The average person here might say that a definition of “money” could be “U.S. coins and paper currency that can be exchanged for items of value”.

Earlier, shells and cigarettes were used as money. Two thousand years ago, a Roman soldier was paid in salt—SAL in Latin, but only if he was “worth his salt”. Today we have the word “SALary”.

Most of us think of money as limited to coins and paper currency issued by a government. That, of course, excludes any “money” used in a board game such as Monopoly, as well as most foreign currency.

When the average person thinks of “coins,” they are thin and round objects ready to spend. Many foreign coins, even today, have holes, deliberately made during the minting process. Others are square or oblong. Sometimes it is difficult to identify the country that produced such odd coins.

Some new coins are made of multiple, or exotic, metals to discourage counterfeiters.

Medals and tokens, often thin and round, are sometimes confused with coins. Any real coin will always have a date, a denomination (such as 25 cents or “quarter”), and be issued by a government.

The first batch of the U.S. nickels of 1883 had the Roman numeral “V” on their reverse, to indicate “five”. Some crooks gold plated these “racketeer nickels,” and passed them off as $5.00 gold pieces.

Often an old coin may be ugly with wear, and even have dirt or corrosion. NEVER clean any coin. That would destroy most of its value.

Most U.S. coins today are minted in Philadelphia, Denver, San Francisco and West Point New York.

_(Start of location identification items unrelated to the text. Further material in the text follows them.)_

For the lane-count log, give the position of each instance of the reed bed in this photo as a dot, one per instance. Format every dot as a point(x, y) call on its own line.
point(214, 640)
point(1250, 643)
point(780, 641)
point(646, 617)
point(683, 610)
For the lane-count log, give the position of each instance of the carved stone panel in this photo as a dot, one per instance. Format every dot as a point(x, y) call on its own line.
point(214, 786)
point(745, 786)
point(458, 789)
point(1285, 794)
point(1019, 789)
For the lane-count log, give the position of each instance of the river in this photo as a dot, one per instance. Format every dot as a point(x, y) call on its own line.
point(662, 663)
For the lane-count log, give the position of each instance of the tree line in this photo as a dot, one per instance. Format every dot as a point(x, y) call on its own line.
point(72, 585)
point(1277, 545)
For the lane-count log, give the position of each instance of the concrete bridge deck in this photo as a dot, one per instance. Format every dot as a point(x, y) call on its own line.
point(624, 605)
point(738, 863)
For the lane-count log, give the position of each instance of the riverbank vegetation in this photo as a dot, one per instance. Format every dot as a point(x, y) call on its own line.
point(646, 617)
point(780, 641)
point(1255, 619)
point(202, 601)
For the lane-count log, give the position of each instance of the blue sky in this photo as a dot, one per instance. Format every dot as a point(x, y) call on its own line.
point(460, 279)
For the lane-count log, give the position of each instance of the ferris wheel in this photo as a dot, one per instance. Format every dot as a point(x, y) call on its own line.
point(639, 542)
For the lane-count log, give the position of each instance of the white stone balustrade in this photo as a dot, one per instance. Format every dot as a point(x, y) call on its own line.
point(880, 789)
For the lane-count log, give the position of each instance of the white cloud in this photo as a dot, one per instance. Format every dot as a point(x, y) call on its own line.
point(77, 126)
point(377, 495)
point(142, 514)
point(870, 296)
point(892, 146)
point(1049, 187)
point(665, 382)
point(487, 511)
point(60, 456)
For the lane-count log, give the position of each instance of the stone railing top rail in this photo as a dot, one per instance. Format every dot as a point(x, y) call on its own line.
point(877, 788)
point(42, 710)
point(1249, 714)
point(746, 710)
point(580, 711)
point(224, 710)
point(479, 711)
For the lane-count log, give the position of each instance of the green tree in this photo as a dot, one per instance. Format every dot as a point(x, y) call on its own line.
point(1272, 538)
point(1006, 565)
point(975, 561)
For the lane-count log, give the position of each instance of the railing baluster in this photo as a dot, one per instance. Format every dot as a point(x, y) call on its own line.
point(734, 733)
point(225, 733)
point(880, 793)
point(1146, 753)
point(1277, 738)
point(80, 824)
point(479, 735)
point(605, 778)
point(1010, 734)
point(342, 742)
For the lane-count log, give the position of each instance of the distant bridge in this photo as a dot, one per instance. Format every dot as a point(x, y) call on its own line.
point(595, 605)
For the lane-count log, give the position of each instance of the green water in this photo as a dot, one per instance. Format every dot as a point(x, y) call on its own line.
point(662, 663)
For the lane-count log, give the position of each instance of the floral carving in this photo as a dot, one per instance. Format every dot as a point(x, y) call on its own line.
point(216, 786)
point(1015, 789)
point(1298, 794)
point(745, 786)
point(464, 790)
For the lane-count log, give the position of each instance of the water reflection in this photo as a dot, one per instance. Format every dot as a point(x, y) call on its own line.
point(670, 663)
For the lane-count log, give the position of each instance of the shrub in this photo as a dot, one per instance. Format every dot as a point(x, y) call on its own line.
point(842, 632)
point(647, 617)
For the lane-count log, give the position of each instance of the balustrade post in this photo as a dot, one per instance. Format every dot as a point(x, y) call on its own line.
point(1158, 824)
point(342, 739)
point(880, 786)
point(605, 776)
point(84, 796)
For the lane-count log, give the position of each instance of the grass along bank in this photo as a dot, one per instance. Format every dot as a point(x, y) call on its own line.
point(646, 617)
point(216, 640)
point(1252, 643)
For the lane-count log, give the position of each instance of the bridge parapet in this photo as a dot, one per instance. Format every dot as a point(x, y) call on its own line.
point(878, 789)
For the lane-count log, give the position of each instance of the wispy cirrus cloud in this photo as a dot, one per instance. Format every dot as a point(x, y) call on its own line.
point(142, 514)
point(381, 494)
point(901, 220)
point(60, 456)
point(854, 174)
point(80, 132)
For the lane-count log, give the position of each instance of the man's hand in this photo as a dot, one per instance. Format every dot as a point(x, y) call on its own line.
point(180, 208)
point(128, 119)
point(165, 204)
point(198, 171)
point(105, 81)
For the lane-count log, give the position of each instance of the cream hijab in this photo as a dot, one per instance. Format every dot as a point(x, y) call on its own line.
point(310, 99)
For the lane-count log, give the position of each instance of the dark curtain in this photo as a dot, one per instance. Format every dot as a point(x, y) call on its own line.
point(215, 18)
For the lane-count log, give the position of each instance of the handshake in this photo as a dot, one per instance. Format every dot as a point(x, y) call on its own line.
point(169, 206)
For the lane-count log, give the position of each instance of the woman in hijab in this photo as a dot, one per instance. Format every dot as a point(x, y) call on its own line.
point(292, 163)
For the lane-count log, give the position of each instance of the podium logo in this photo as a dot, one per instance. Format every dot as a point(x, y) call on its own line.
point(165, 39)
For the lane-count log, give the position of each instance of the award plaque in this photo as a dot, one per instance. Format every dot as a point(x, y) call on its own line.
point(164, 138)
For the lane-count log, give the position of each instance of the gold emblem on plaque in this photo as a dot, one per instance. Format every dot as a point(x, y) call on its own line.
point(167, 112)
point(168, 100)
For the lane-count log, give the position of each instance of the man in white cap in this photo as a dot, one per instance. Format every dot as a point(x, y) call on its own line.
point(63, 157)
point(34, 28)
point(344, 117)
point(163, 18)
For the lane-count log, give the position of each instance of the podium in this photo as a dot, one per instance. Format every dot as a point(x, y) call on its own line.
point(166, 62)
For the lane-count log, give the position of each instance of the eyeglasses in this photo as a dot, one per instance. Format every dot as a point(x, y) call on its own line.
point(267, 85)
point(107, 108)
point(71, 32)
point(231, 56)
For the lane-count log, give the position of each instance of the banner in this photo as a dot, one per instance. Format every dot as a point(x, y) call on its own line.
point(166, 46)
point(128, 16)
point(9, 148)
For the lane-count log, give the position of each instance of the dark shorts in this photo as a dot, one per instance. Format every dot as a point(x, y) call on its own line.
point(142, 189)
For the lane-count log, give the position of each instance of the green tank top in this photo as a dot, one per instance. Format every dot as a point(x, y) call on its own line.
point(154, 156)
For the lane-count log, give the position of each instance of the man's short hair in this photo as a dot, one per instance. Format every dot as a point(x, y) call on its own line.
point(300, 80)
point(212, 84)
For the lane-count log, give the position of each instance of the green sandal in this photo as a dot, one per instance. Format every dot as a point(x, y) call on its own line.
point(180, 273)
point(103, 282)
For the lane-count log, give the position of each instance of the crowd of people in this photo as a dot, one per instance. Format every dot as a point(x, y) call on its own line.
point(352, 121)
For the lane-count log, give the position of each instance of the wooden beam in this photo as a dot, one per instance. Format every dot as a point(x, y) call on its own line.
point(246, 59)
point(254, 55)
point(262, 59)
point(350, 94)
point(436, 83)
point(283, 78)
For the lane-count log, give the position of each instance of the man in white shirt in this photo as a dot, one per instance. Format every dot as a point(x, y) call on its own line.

These usually have small letters called “mint marks,” like “P”, “D”, “S”, and “W”, or Philadelphia, Denver, San Francisco and West Point, New York.

During the 1800s and early 1900s, smaller quantities of our nation’s coins were also minted in Dahlonega, Georgia; Carson City, Nevada; Charlotte, North Carolina; and New Orleans, Louisiana. The mint marks on these coins are “D”, “CC”, “C” and “O”.

The majority of our billions of coins have no mint mark. This means that it was minted in Philadelphia.

During 1942, ’43, ’44 and ‘45, silver was used instead of nickel in our five cent coins. This happened because there was a shortage of nickel needed for the war effort.

These “silver (war time) nickels,” now are worth about fifty cents for their silver, and can be identified by a large P, D, or S mint marks found over the Monticello-building dome on the reverse side.

Another surprise is that our nation’s five cent coins were called “half disme” and were made of silver. Later the spelling was changed to “half dime”.

The condition of any coin is usually much more important that the metal, year or mint mark. Coins can be “graded” to indicate their “wear,” if any. Those that have no wear are called “mint state” —the same state as when they left the mint. Coins with even the slightest wear are described as “circulated”.

Some U.S. coins have little difference in value between grades. For other coins a superb mint-state coin can be worth a hundred or a thousand times more than a heavily circulated specimen.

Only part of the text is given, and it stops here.